Selon le promoteur monsieur Claudel KAMPOER, il repose sur une volonté forte : transposer en ville l’univers authentique des peuples forestiers du Centre, du Sud et de l’Est du Cameroun. « Nous voulons recréer cet espace où l’homme vit en harmonie avec la nature, avec les sons, les rythmes et les symboles de la forêt », explique t-il

Au-delà du simple divertissement, le festival poursuit un objectif de sauvegarde culturelle. Face à une jeunesse de plus en plus attirée par les cultures étrangères, le promoteur veux réhabiliter les rythmes du terroir et transmettre les savoirs ancestraux. Bikutsi, bolobo, hongo, makounè, bidé ou encore olantia seront au cœur des spectacles musicaux programmés.
L’Acte 2 apporte plusieurs innovations majeures. Cette année, les peuples Baka de l’Est feront leur entrée au festival pour une rencontre culturelle inédite avec les communautés Bagyéli et Bakola de Bipindi.
Une confrontation artistique et identitaire qui s’annonce spectaculaire, chaque groupe voulant démontrer la richesse et la singularité de ses sonorités traditionnelles.
Autre temps fort annoncé : une journée spéciale de plaidoyer et de partenariat prévue le 6 juin.
Seize organisations y participeront afin d’alerter sur les difficultés que rencontrent les communautés forestières, notamment les conséquences de la déforestation sur leur mode de vie. L’objectif est de créer des passerelles avec les institutions, ONG et bailleurs de fonds susceptibles de soutenir ces populations souvent marginalisées.
Le festival met également un accent particulier sur la gastronomie traditionnelle. Les organisateurs ont fait le choix radical d’interdire les mets urbains au profit exclusif des spécialités du terroir. Gibiers traditionnels, mets forestiers et recettes ancestrales seront proposés aux visiteurs. « Nos parents vivaient longtemps parce qu’ils mangeaient bio », rappelle le promoteur, convaincus des vertus nutritives et médicinales de cette alimentation naturelle.
Cette édition se veut aussi inclusive. Après les peuples de la forêt, le festival prévoit déjà d’associer progressivement les communautés de la savane, des montagnes et des côtes camerounaises dans les prochaines éditions, avec l’ambition de bâtir une grande plateforme nationale des cultures traditionnelles.

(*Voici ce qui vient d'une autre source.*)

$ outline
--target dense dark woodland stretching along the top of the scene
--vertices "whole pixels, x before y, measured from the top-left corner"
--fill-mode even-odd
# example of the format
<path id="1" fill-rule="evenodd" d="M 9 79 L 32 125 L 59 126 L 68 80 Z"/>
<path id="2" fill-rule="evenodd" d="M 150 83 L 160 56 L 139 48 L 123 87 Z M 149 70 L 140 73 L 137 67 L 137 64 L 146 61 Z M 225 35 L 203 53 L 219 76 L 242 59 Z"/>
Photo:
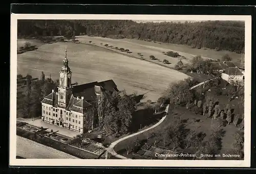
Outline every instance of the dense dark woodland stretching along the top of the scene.
<path id="1" fill-rule="evenodd" d="M 18 37 L 89 35 L 137 38 L 244 53 L 242 21 L 147 22 L 132 20 L 19 20 Z"/>

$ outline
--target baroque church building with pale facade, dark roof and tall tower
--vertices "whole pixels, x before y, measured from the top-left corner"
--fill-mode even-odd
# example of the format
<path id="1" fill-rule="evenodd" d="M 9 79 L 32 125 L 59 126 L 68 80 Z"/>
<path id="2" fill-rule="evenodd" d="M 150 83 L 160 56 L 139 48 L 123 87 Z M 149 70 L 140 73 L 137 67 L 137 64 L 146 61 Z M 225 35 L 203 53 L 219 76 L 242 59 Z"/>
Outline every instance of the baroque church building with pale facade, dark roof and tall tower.
<path id="1" fill-rule="evenodd" d="M 84 133 L 98 125 L 97 104 L 102 92 L 118 91 L 113 80 L 81 85 L 71 83 L 72 72 L 66 56 L 59 72 L 59 85 L 41 101 L 41 120 Z"/>

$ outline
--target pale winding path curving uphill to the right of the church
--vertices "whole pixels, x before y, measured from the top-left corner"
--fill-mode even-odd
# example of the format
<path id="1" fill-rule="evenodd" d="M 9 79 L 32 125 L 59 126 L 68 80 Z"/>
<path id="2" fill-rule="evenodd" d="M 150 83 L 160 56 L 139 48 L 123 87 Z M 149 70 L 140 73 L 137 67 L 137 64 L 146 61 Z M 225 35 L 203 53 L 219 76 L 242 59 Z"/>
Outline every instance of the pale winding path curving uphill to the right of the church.
<path id="1" fill-rule="evenodd" d="M 148 130 L 151 130 L 151 129 L 157 127 L 158 125 L 160 125 L 160 124 L 163 122 L 163 120 L 166 118 L 166 116 L 167 116 L 167 114 L 168 114 L 168 109 L 169 109 L 169 105 L 167 105 L 167 107 L 165 108 L 166 115 L 165 115 L 164 117 L 162 117 L 162 119 L 160 119 L 160 121 L 158 121 L 158 122 L 157 122 L 155 125 L 153 125 L 152 127 L 147 128 L 147 129 L 144 129 L 144 130 L 142 130 L 142 131 L 140 131 L 140 132 L 137 132 L 137 133 L 128 135 L 128 136 L 126 136 L 126 137 L 120 138 L 120 139 L 118 139 L 118 140 L 112 142 L 112 143 L 110 144 L 109 148 L 108 148 L 108 152 L 110 152 L 111 155 L 113 155 L 113 156 L 115 156 L 115 157 L 117 157 L 117 158 L 120 158 L 120 159 L 129 159 L 129 158 L 127 158 L 127 157 L 124 157 L 124 156 L 122 156 L 122 155 L 117 154 L 117 153 L 114 151 L 115 145 L 118 144 L 119 142 L 121 142 L 121 141 L 127 139 L 127 138 L 131 138 L 131 137 L 133 137 L 133 136 L 142 134 L 142 133 L 144 133 L 144 132 L 146 132 L 146 131 L 148 131 Z"/>

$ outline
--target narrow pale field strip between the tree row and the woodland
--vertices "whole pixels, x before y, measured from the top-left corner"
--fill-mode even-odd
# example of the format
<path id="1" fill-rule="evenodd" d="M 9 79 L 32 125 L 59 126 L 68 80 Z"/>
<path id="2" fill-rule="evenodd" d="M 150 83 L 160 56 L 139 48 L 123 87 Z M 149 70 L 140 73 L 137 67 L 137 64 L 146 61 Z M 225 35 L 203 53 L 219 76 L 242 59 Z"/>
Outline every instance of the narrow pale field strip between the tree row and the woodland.
<path id="1" fill-rule="evenodd" d="M 163 61 L 164 59 L 168 60 L 170 63 L 167 66 L 174 67 L 174 65 L 178 62 L 179 59 L 172 58 L 169 56 L 164 55 L 162 52 L 173 51 L 179 53 L 181 56 L 184 56 L 186 59 L 182 59 L 184 63 L 188 63 L 191 58 L 201 55 L 202 58 L 212 58 L 212 59 L 221 59 L 222 56 L 228 54 L 233 61 L 238 61 L 241 59 L 241 54 L 232 53 L 228 51 L 215 51 L 212 49 L 197 49 L 191 48 L 187 45 L 178 45 L 178 44 L 168 44 L 168 43 L 154 43 L 154 42 L 147 42 L 138 39 L 110 39 L 110 38 L 102 38 L 102 37 L 89 37 L 89 36 L 77 36 L 78 40 L 82 43 L 92 41 L 91 44 L 99 45 L 102 43 L 109 44 L 114 47 L 129 49 L 131 56 L 137 56 L 138 53 L 143 55 L 143 58 L 149 59 L 149 56 L 153 55 L 157 59 Z"/>

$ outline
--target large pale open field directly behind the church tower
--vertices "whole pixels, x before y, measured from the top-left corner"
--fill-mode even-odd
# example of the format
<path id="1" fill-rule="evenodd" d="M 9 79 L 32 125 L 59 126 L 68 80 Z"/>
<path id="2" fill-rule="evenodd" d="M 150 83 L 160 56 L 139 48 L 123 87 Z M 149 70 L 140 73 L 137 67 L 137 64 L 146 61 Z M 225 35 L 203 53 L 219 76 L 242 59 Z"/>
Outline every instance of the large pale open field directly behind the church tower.
<path id="1" fill-rule="evenodd" d="M 145 100 L 155 101 L 169 83 L 188 77 L 176 70 L 104 48 L 71 42 L 43 44 L 34 51 L 17 55 L 17 73 L 23 76 L 29 73 L 33 78 L 38 78 L 44 71 L 47 77 L 51 74 L 53 80 L 58 79 L 66 45 L 73 83 L 113 79 L 119 90 L 138 94 L 148 92 Z"/>

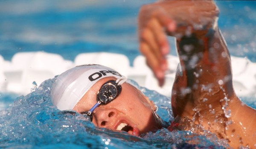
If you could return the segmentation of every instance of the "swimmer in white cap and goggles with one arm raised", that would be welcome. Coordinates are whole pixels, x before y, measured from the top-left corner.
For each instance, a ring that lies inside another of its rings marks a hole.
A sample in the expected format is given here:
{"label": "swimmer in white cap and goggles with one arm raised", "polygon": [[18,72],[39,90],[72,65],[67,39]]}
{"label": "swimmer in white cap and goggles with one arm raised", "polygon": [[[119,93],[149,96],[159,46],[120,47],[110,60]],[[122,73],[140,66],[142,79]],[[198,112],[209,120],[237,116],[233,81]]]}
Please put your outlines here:
{"label": "swimmer in white cap and goggles with one arm raised", "polygon": [[211,1],[159,1],[140,10],[140,50],[160,85],[167,70],[166,34],[177,39],[180,65],[172,89],[174,125],[166,126],[154,102],[129,80],[100,65],[77,66],[60,74],[52,86],[53,104],[89,117],[98,127],[131,135],[163,127],[189,130],[186,121],[190,121],[234,148],[254,147],[256,111],[233,90],[230,55],[217,19],[218,9]]}

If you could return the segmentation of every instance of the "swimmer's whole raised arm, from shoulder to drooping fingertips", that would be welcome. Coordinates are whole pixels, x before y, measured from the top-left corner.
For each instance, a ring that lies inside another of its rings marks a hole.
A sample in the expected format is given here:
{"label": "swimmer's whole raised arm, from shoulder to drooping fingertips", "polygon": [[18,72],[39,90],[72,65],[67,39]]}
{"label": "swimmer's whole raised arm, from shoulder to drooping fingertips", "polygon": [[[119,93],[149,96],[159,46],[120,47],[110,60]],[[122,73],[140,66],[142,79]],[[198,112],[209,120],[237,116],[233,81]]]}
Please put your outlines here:
{"label": "swimmer's whole raised arm, from shoulder to drooping fingertips", "polygon": [[169,52],[166,34],[175,36],[180,66],[172,89],[174,115],[193,120],[233,147],[255,147],[256,112],[242,104],[233,90],[230,54],[217,21],[218,8],[212,1],[143,6],[140,50],[161,85]]}

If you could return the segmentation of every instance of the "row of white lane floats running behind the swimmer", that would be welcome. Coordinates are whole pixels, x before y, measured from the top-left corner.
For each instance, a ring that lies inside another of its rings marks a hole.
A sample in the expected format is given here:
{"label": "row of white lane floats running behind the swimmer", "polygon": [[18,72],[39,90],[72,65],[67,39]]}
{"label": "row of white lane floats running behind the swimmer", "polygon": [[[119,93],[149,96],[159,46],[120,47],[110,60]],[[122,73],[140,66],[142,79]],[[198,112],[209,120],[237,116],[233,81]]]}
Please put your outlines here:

Soutenu par plusieurs institutions publiques, notamment le ministère des Forêts et de la Faune, le ministère des Arts et de la Culture ainsi que le ministère de l’Environnement, le Festival des Sonorités de la Forêt espère attirer près de 7 000 visiteurs par jour. Les organisateurs lancent par ailleurs un appel aux partenaires et sponsors afin d’accompagner un projet qu’ils considèrent comme un véritable outil de valorisation culturelle et de développement touristique.
Pendant trois jours, Yaoundé vibrera donc au rythme des tambours, des chants mystiques et des saveurs ancestrales, dans une célébration de la symbiose entre l’homme et la nature.